All that is besides the point though-- they get too many fliers to post them all so they have to make judgments. I’m told I’m not the only person upset about being rejected. Clytia concluded that if the bulletin boards at Bookshop Santa Cruz didn’t say “for non-profits only” when there are quite a few for profit ads up there, that they might avoid so many hard feelings. That was indeed my original complaint. Apparently the real criteria is that non-profits get posted first, then the rest of the space is filled in with lower cost services and events; but it’s all according to what Clytia can determine by looking at the fliers and it’s also subject to what she thinks is a good or popular thing to post. I very much appreciate the feedback from Clytia, and none of this is personal. The gist of my complaint there was that the “nonprofit” thing wasn’t true, so what was the real deal? Was there one person in the back room choosing fliers based on their personal preference? There was and there still is. Bookshop Santa Cruz may have already updated the criteria but I don’t know how they are going to do it without indicating the obvious, which is:
“We post whatever we feel like posting.” Maybe they could follow that with “no whiners.”
Ironically we have submitted fliers elsewhere where the criteria was just that upfront: if the business owner likes it, they post it. If they don’t, they won’t. And I never ever had a problem with that. For some reason I seem to get, um, just plain nuts sometimes when a thing strikes me as not true, not fair, or hypocritical. That still doesn’t mean I’m right and somebody else is wrong, it just means that something got my attention and I decided to speak up about it.
PS, calling one’s business “nonprofit” doesn’t automatically make it more worthy as a public service, sometimes the opposite is true. Bookshop Santa Cruz is a for profit institution, does that make them bad?
When I get a chance I’ll go by there and see if they put better criteria on the bulletin boards. I’m curious now to see how they handle it even though we aren’t doing any fliers right now.
I don’t want to be one of those people who just bitches but then doesn’t have a good solution to a problem. Actually, I’d rather be a person who doesn’t bitch a whole lot but just jumps straight to the solution. I’m working on that. Lately I’m bitching a lot and something is wrong there.
In the meantime Sheryl and I are about to launch into better ways of doing our work.

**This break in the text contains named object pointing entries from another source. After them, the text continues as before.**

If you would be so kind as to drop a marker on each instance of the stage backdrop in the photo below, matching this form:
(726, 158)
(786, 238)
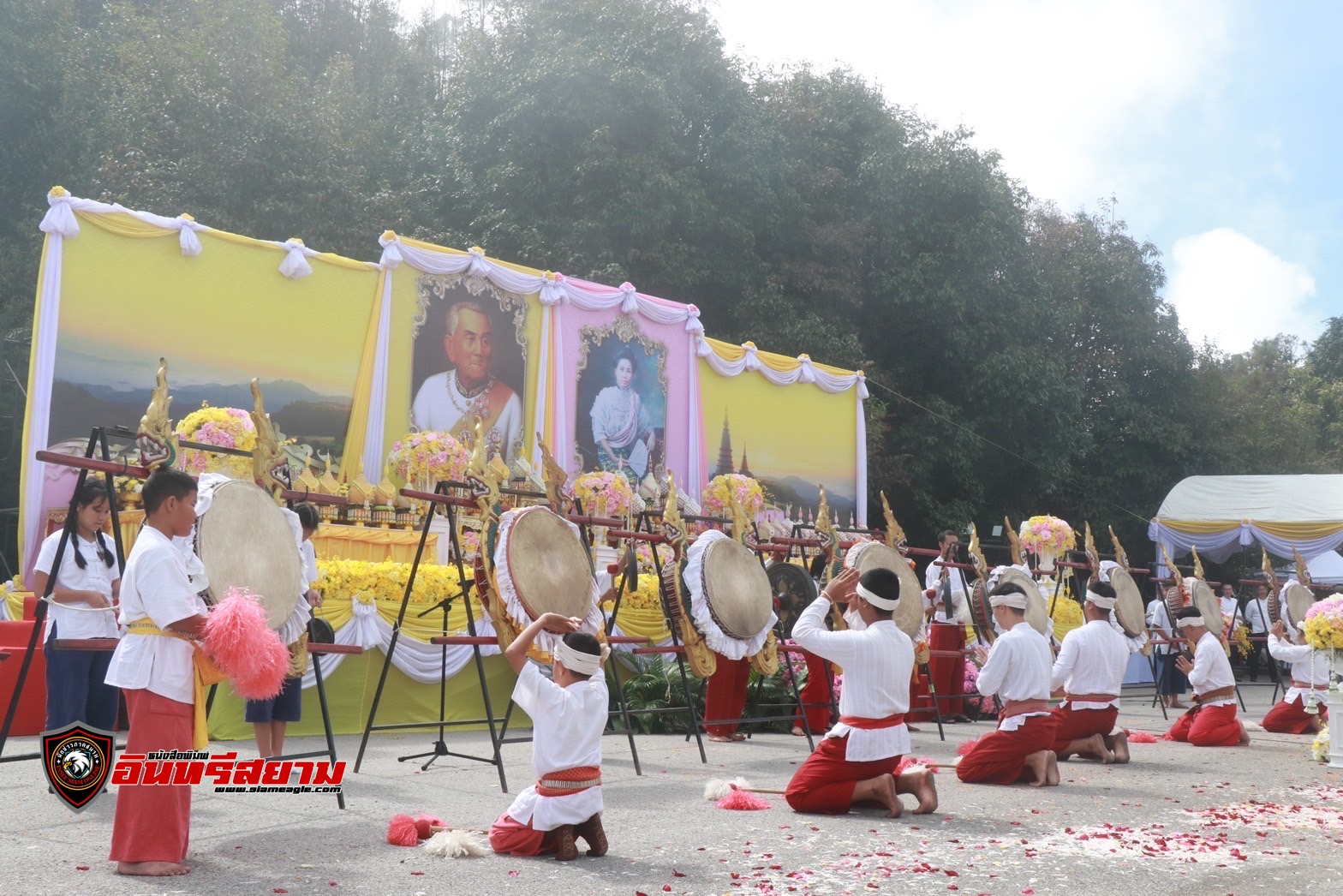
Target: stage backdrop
(118, 289)
(790, 423)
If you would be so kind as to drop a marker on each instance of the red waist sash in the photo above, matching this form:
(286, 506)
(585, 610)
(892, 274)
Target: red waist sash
(569, 780)
(873, 725)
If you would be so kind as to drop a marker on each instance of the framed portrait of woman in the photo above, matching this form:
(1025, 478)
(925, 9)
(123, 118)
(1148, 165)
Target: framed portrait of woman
(621, 407)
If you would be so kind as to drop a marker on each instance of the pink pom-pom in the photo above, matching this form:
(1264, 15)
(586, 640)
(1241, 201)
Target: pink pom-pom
(966, 746)
(907, 762)
(742, 801)
(401, 832)
(241, 642)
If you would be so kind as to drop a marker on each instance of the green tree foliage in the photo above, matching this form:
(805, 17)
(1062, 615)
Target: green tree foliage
(1019, 357)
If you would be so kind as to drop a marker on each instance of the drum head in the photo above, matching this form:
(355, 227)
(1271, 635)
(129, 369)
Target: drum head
(1128, 603)
(874, 555)
(981, 612)
(792, 591)
(245, 541)
(1299, 600)
(737, 588)
(548, 566)
(1210, 607)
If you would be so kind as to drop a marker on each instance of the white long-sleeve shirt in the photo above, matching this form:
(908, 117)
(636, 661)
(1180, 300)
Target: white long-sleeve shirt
(1092, 660)
(932, 581)
(1212, 669)
(1309, 666)
(1019, 666)
(877, 664)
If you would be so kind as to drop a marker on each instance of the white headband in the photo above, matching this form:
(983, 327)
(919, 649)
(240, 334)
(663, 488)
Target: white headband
(1012, 600)
(576, 661)
(1104, 603)
(870, 597)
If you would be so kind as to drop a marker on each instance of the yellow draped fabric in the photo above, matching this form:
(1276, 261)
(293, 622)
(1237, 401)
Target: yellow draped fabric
(331, 541)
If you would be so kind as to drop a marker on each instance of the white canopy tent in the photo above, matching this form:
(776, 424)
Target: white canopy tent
(1221, 515)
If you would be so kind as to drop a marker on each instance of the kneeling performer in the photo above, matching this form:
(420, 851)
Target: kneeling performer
(569, 715)
(856, 762)
(1212, 723)
(1089, 673)
(1017, 669)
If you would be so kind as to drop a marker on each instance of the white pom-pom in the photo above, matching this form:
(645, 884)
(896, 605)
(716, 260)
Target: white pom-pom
(716, 789)
(454, 844)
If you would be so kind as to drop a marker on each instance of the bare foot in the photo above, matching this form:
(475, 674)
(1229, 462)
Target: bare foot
(1095, 746)
(919, 784)
(1037, 766)
(1120, 749)
(880, 789)
(152, 869)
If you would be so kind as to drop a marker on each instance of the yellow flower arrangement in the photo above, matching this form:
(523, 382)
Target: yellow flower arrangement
(385, 581)
(222, 426)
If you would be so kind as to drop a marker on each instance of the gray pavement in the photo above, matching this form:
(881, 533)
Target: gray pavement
(1257, 820)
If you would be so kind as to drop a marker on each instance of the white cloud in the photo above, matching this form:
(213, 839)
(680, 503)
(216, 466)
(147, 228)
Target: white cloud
(1232, 290)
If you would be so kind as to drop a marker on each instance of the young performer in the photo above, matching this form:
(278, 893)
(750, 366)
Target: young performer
(1310, 673)
(569, 715)
(857, 759)
(89, 581)
(1212, 721)
(1089, 673)
(270, 718)
(1017, 669)
(155, 668)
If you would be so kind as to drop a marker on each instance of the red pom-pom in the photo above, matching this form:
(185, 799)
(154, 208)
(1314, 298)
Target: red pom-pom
(966, 746)
(401, 832)
(742, 799)
(241, 642)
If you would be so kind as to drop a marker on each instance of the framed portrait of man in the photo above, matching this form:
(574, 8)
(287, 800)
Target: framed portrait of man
(469, 361)
(621, 410)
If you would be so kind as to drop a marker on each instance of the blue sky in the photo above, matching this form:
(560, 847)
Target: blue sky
(1215, 125)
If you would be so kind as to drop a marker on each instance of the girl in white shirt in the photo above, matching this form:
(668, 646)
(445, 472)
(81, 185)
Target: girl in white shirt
(82, 606)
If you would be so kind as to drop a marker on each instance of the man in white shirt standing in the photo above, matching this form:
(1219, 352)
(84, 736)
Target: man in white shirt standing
(1017, 669)
(1212, 723)
(155, 668)
(1089, 673)
(447, 402)
(858, 758)
(1256, 617)
(1310, 683)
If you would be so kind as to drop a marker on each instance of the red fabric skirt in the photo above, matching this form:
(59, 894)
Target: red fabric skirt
(1073, 725)
(948, 673)
(1292, 719)
(1000, 756)
(815, 695)
(1208, 727)
(510, 837)
(725, 695)
(827, 780)
(153, 821)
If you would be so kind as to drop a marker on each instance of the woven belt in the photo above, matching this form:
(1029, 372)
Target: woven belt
(1023, 707)
(873, 725)
(569, 780)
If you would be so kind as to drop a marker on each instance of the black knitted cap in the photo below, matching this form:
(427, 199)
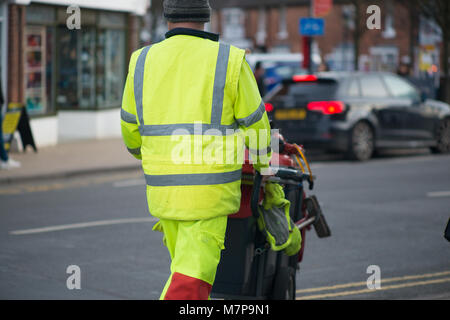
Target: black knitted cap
(187, 10)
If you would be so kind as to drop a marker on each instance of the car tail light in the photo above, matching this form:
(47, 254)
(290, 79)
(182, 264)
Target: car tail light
(327, 107)
(269, 107)
(304, 78)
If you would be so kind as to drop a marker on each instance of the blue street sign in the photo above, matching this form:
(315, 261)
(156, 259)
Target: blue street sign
(312, 26)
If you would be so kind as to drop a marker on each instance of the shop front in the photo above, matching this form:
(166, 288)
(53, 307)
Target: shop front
(3, 50)
(73, 78)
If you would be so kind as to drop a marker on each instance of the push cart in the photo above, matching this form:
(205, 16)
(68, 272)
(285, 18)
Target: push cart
(249, 269)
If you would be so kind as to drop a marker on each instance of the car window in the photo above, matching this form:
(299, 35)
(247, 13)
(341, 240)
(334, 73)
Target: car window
(310, 91)
(400, 88)
(353, 89)
(373, 87)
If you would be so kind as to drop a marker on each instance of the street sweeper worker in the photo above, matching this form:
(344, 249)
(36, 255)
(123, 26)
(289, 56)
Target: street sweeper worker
(190, 104)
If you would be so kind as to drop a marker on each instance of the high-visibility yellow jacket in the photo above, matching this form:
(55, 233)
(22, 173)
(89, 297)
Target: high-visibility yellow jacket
(188, 102)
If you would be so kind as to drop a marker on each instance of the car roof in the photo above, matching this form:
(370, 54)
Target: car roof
(338, 75)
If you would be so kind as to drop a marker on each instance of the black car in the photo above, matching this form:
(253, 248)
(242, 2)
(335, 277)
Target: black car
(358, 113)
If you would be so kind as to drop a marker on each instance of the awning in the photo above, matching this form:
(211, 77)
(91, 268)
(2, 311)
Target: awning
(138, 7)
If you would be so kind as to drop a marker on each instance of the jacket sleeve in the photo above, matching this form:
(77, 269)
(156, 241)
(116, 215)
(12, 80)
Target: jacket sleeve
(129, 123)
(252, 118)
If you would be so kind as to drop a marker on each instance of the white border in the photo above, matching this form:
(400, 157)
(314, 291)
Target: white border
(138, 7)
(4, 50)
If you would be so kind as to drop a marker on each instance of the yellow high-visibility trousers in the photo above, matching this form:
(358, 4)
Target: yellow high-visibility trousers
(195, 248)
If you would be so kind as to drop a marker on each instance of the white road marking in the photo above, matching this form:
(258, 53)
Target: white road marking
(437, 194)
(83, 225)
(129, 183)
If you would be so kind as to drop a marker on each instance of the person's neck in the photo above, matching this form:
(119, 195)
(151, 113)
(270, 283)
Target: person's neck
(190, 25)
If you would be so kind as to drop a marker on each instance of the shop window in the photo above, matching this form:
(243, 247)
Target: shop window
(87, 70)
(36, 71)
(110, 68)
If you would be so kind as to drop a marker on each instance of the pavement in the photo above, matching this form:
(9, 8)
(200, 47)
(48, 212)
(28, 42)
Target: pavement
(389, 213)
(70, 159)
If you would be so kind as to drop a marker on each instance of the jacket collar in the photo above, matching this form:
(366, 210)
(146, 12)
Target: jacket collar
(193, 32)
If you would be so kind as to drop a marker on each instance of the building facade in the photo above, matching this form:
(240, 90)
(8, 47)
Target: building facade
(70, 77)
(273, 26)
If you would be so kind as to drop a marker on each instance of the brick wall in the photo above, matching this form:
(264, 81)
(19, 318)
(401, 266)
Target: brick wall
(335, 32)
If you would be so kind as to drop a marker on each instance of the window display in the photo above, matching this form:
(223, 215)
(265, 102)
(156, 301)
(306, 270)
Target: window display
(89, 69)
(34, 71)
(110, 67)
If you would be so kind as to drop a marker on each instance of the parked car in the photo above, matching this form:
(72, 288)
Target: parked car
(358, 113)
(280, 66)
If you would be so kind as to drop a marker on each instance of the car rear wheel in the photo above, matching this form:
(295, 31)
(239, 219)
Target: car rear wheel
(443, 138)
(362, 145)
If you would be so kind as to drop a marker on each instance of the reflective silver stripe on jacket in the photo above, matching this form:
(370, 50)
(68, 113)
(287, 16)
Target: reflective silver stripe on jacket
(217, 103)
(192, 179)
(254, 117)
(128, 117)
(260, 152)
(215, 128)
(136, 151)
(220, 79)
(139, 83)
(188, 128)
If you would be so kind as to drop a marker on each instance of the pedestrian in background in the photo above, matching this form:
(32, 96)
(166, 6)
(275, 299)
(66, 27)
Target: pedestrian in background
(187, 81)
(5, 161)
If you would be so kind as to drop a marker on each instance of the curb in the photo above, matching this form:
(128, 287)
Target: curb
(67, 174)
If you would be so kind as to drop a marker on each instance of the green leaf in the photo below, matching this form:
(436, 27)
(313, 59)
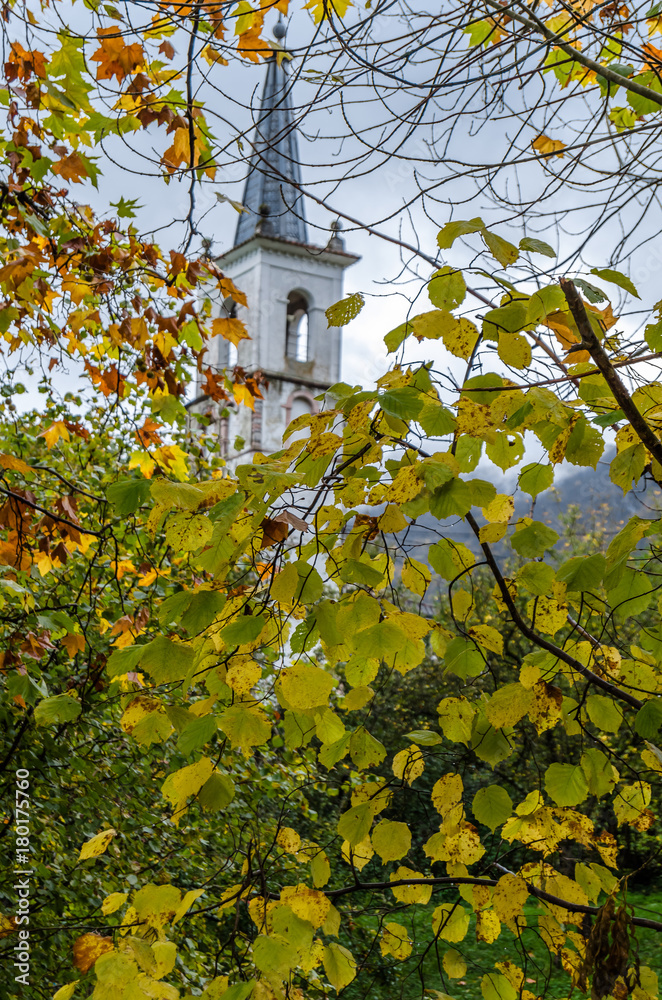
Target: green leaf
(196, 734)
(365, 750)
(501, 249)
(452, 499)
(436, 420)
(649, 719)
(247, 727)
(506, 450)
(126, 495)
(536, 246)
(446, 288)
(391, 840)
(534, 539)
(217, 792)
(616, 277)
(463, 658)
(53, 711)
(598, 771)
(582, 574)
(242, 630)
(193, 610)
(405, 403)
(123, 661)
(397, 336)
(604, 713)
(592, 292)
(354, 824)
(628, 466)
(424, 737)
(166, 660)
(492, 806)
(452, 230)
(346, 310)
(535, 478)
(566, 784)
(632, 594)
(536, 577)
(339, 965)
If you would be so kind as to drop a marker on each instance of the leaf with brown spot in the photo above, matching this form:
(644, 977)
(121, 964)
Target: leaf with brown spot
(89, 947)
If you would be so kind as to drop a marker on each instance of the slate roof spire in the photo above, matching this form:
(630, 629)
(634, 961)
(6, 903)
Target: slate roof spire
(273, 202)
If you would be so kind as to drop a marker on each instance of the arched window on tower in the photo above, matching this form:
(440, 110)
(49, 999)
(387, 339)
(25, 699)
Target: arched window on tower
(296, 342)
(229, 311)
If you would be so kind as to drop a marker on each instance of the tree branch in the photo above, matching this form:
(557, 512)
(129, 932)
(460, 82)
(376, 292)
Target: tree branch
(591, 344)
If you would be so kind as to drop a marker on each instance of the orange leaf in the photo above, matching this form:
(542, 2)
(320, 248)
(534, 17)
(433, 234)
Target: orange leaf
(73, 643)
(15, 464)
(548, 147)
(242, 394)
(230, 329)
(71, 167)
(115, 58)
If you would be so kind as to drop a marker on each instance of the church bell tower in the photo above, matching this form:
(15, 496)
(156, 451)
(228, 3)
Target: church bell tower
(288, 281)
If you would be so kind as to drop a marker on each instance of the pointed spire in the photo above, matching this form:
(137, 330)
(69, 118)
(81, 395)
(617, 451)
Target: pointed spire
(273, 202)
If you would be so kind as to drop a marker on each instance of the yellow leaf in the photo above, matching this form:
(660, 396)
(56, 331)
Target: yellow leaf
(96, 845)
(88, 948)
(243, 675)
(307, 904)
(187, 781)
(409, 894)
(242, 394)
(409, 764)
(113, 902)
(395, 941)
(66, 992)
(510, 894)
(501, 508)
(325, 9)
(339, 963)
(392, 520)
(492, 533)
(53, 433)
(514, 350)
(359, 855)
(488, 926)
(447, 793)
(391, 840)
(508, 705)
(451, 922)
(288, 839)
(546, 146)
(454, 965)
(416, 576)
(187, 901)
(305, 686)
(488, 637)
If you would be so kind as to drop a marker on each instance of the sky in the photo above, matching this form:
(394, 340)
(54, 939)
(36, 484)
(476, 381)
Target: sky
(388, 277)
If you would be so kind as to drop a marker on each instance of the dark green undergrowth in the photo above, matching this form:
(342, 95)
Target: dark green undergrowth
(423, 973)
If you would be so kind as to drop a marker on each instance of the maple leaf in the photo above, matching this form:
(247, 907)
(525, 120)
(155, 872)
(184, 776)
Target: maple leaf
(71, 168)
(148, 433)
(230, 329)
(242, 394)
(115, 57)
(58, 429)
(547, 147)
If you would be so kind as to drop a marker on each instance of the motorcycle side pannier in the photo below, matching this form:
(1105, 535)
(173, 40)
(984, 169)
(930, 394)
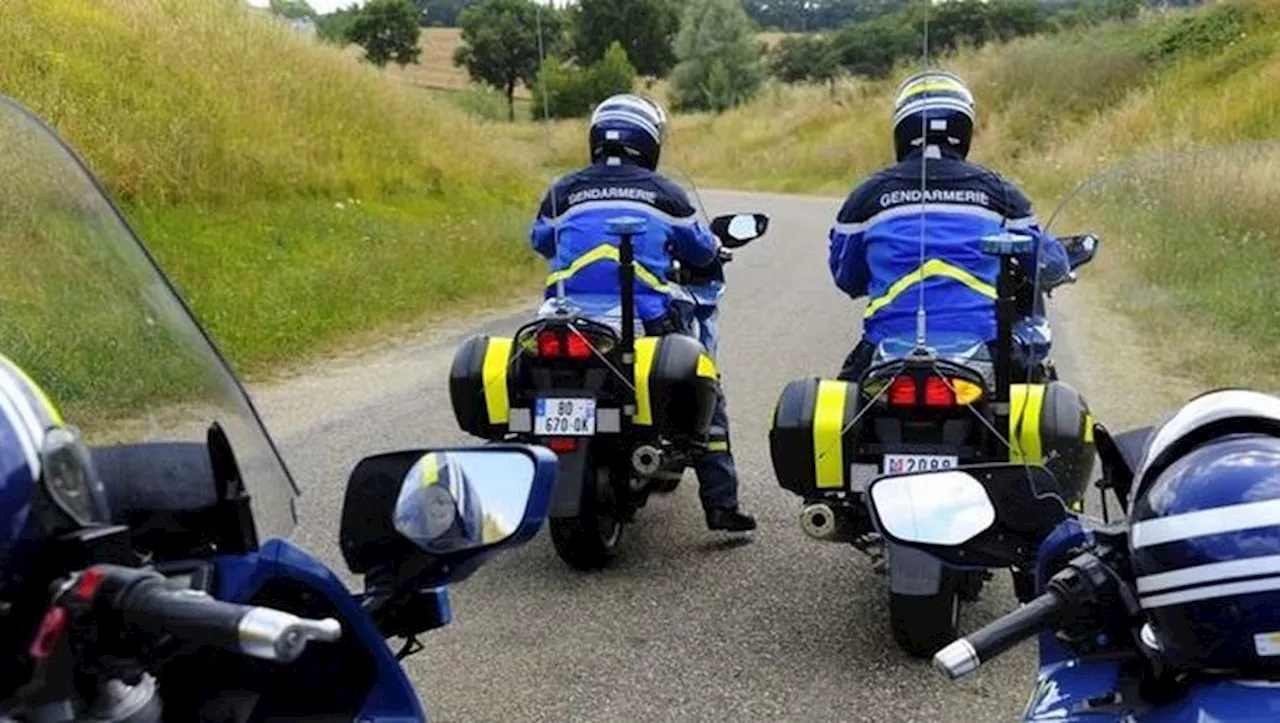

Sheryl has published two books and has at least one more in process. I’ve published a lot of fiction and several articles and I kind of miss publishing. When it comes to the spiritual work theres a lot to be said rather than simply waiting for a client to ask the right questions.
I figure that I’m on the verge of a more proactive approach to getting things done. All that stuff with the Good Times, again, I'm not talking about it. Things change and heal and get better. I don’t know why I tripped out so much about a bulletin board-- except to say that marketing ones business can sometimes be a frustrating thing.